I love all data, whether it’s normally distributed or downright bizarre. However, many people are more comfortable with the symmetric, bell-shaped curve of a normal distribution. It is not as intuitive to understand a Gamma distribution, with its shape and scale parameters, as it is to understand the familiar Normal distribution with its mean and standard deviation.
However, it's a fact of life that not all data follow the Normal distribution. Hey, a lot of stuff is just abnormal...er...non-normally distributed. How to understand and present the practical implications of your non-normal distribution in an easy-to-understand manner is an ongoing challenge for analysts.
This is particularly true for quality process improvement analysts, because a lot of their data is skewed (non-symmetric). The output of many processes often have natural limits on one side of the distribution. Natural limits include things like purity, which can’t exceed 100%. Or drill hole sizes that cannot be smaller than the drill bit.
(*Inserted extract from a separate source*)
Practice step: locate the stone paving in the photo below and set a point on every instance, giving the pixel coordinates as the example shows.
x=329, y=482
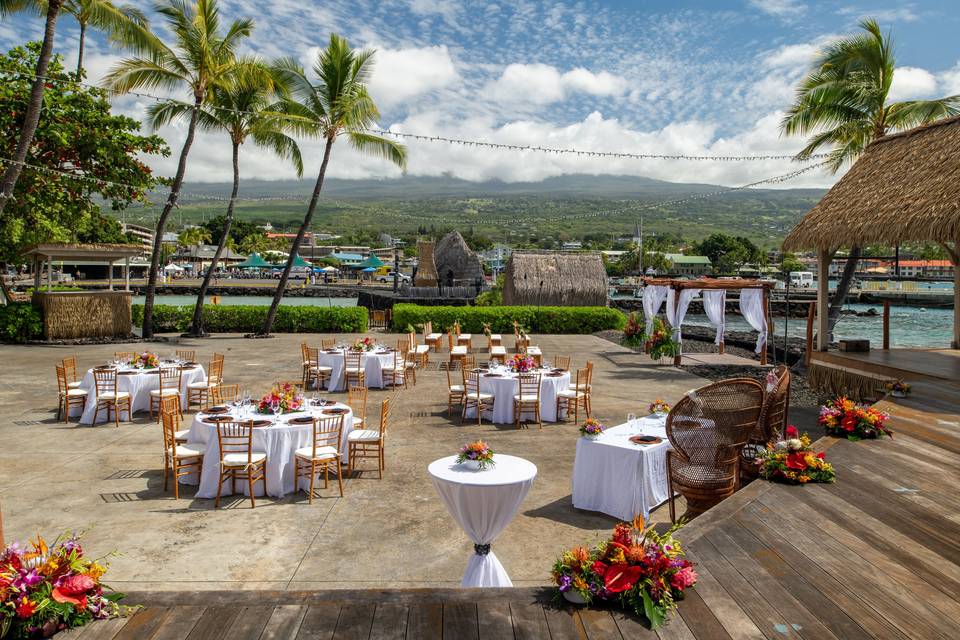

These natural limits produce skewed distributions that extend away from the natural limit. So, non-normal data is actually typical in some areas.
Fear not; if you can shine the light on something and identify it, it makes it less scary. I will show you how to:
- use Minitab Statistical Software to identify the distribution of your data (this post)
- reap the benefits of the identificaton (next post)
To illustrate this process, I’ll look at the body fat percentage data from my previous post about using regression analysis for prediction. You can download this data here if you want to follow along.
Going with Raw Sample Data
We could simply plot the raw, sample data in a histogram like this one:

This histogram does show us the shape of the sample data and it is a good starting point. We can see that this distribution is skewed to the right and probably non-normal. However, this graph only tells us about the data from this specific example. You can’t make any inferences about the larger population.
What can be done to increase the usefulness of these data? First, identify the distribution that your data follow. Once you do that, you can learn things about the population—and you can create some cool-looking graphs!
How to Identify the Distribution of Your Data
To identify the distribution, we’ll go to Stat > Quality Tools > Individual Distribution Identification in Minitab. This handy tool allows you to easily compare how well your data fit 16 different distributions. It produces a lot of output both in the Session window and graphs, but don't be intimidated. Before we walk through the output, there are 3 measures you need to know.
Anderson-Darling statistic (AD): Lower AD values indicate a better fit. It’s generally valid to compare AD values between distributions and go with the lowest.
P-value: You want a high p-value. A low p-value (e.g., < 0.05) indicates that the data don’t follow that distribution. For some 3-parameter distributions, the p-value is impossible to calculate and is represented by asterisks.
LRT P: For 3-parameter distributions only, a low value indicates that adding the third parameter is a significant improvement over the 2-Parameter version. A higher value suggests that you may want to stick with the 2-Parameter version.
So, for my data, I’ll fill out the main dialog like this:

Let’s dive into the output. We’ll start with the Goodness of Fit Test table below.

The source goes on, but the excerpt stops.